Mais elle se sentait bien plus puissante que toute personne présente. Les projectiles magiques avançaient au ralenti, elle les évita en courant sur les murs. Elle toucha un pilier, qui tinta et la propulsa vers un Dardant qu'elle déchiqueta d'un coup de griffe retourné, sa gorge déchirée et ensanglantée. Avant que son voisin s'en soit rendu compte, la queue de chat fila à sa jambe pour le faire tomber tête la première contre le sol, si violemment qu'on entendit un craquement.
Un magicien la remarqua dans la panique, et lança le Glyphe d'Arrêt Sommaire. Saulia fut enchaînée par la magie pendant un instant mais la résistance était faible. Elle poussa sur ses membres arrière, approchant le Dardant qui hurlait de terreur… avant que son sort ne faiblisse, qu'elle ne fonce sur lui et lui arrache ses entrailles de ses dents.

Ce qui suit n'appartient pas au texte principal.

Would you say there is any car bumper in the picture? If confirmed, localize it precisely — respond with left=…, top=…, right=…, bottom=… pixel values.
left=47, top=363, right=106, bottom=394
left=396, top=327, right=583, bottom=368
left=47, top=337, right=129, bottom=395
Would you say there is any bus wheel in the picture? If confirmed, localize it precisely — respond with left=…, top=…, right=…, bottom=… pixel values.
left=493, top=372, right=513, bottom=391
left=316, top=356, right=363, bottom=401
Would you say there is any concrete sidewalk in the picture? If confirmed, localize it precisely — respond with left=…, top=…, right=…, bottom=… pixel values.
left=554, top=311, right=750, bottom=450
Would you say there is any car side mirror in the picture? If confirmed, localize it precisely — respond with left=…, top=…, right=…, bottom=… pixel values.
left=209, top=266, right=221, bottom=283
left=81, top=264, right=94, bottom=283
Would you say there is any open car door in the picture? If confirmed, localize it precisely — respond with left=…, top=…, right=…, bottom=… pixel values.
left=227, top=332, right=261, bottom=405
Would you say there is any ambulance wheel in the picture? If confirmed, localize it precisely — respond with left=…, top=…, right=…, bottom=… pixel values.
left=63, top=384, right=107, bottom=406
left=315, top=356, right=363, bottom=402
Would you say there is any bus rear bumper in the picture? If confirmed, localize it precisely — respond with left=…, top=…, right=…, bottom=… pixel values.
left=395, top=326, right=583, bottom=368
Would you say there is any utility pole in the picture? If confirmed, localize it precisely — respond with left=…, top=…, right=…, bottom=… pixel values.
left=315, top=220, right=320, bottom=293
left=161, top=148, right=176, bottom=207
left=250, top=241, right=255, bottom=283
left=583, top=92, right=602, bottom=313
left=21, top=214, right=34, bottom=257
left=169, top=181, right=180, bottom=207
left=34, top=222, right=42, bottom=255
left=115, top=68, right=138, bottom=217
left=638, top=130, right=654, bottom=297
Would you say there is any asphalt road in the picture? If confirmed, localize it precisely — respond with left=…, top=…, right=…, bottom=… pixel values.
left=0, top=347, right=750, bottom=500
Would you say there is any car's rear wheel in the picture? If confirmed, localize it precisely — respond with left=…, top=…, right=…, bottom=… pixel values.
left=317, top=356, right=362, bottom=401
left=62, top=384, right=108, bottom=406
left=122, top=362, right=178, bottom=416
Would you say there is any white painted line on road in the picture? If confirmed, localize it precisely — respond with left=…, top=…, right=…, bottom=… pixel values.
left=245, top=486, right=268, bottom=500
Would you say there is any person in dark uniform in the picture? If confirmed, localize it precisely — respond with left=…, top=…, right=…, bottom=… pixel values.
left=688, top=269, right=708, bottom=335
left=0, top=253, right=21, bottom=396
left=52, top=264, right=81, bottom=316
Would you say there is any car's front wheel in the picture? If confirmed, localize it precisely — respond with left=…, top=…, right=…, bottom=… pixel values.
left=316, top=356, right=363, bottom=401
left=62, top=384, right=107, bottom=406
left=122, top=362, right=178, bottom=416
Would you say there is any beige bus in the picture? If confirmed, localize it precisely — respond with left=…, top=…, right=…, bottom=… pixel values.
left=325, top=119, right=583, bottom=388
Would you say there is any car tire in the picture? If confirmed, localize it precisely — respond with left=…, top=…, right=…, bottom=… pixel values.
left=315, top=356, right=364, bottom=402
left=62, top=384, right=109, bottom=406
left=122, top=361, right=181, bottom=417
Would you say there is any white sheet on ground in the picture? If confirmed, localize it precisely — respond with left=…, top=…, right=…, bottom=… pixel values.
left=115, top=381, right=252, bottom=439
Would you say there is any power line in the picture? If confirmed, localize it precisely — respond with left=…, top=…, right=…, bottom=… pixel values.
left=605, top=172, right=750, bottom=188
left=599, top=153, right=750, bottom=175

Les Dardants étaient entraînées : ils se réunirent pour lancer une vague de charmes destinées à affaiblir, à tromper, à décourager. Saulia en évita quelques uns, d'autres rebondirent sur son pelage semi-spectral, un seul l'atteint mais ne la ralentit qu'un instant. Elle faucha un, deux puis trois Dardants, avant qu'ils ne s'écartent d'une lévitation.
— NAHASH !!!
Un serpent de lumière frappa Saulia de plein fouet, la fit valdinguer contre un mur. Ce dernier était si solide que le choc en fut plus dur. Le serpent s'enroula autour d'elle, l'étouffant. Elle griffa le sort, mais c'était inutile ; combattre une Nature n'avait rien de trivial.
Karmeni, main ouverte, bras tendu vers elle, contrôlait le serpent. Ses yeux ambrés s'embrasaient et le magicien souriait, puis commença lentement à refermer sa main. Le serpent serra plus fort, Saulia suffoqua. Elle devait trouver une solution… son esprit sombrait déjà…
Nous ne pouvons plus combattre, fit Ananko dans sa tête. Je vais couper la connexion. Soudain, le corps de Saulia redevint humain, un volute noir sortant de sa poitrine. Karmeni fit un geste de la main, et le serpent fondit sur le volute pour s'enrouler autour, formant une bulle de lumière. Le volute frappa contre les parois, mais il était prisonnier.
Elle retomba au sol, et le choc la fit tomber dans les pommes.
* * *
[1] Intraduisible (nihili) : désigne ce qui n'est ni frère, ni sœur, ou les deux à la fois.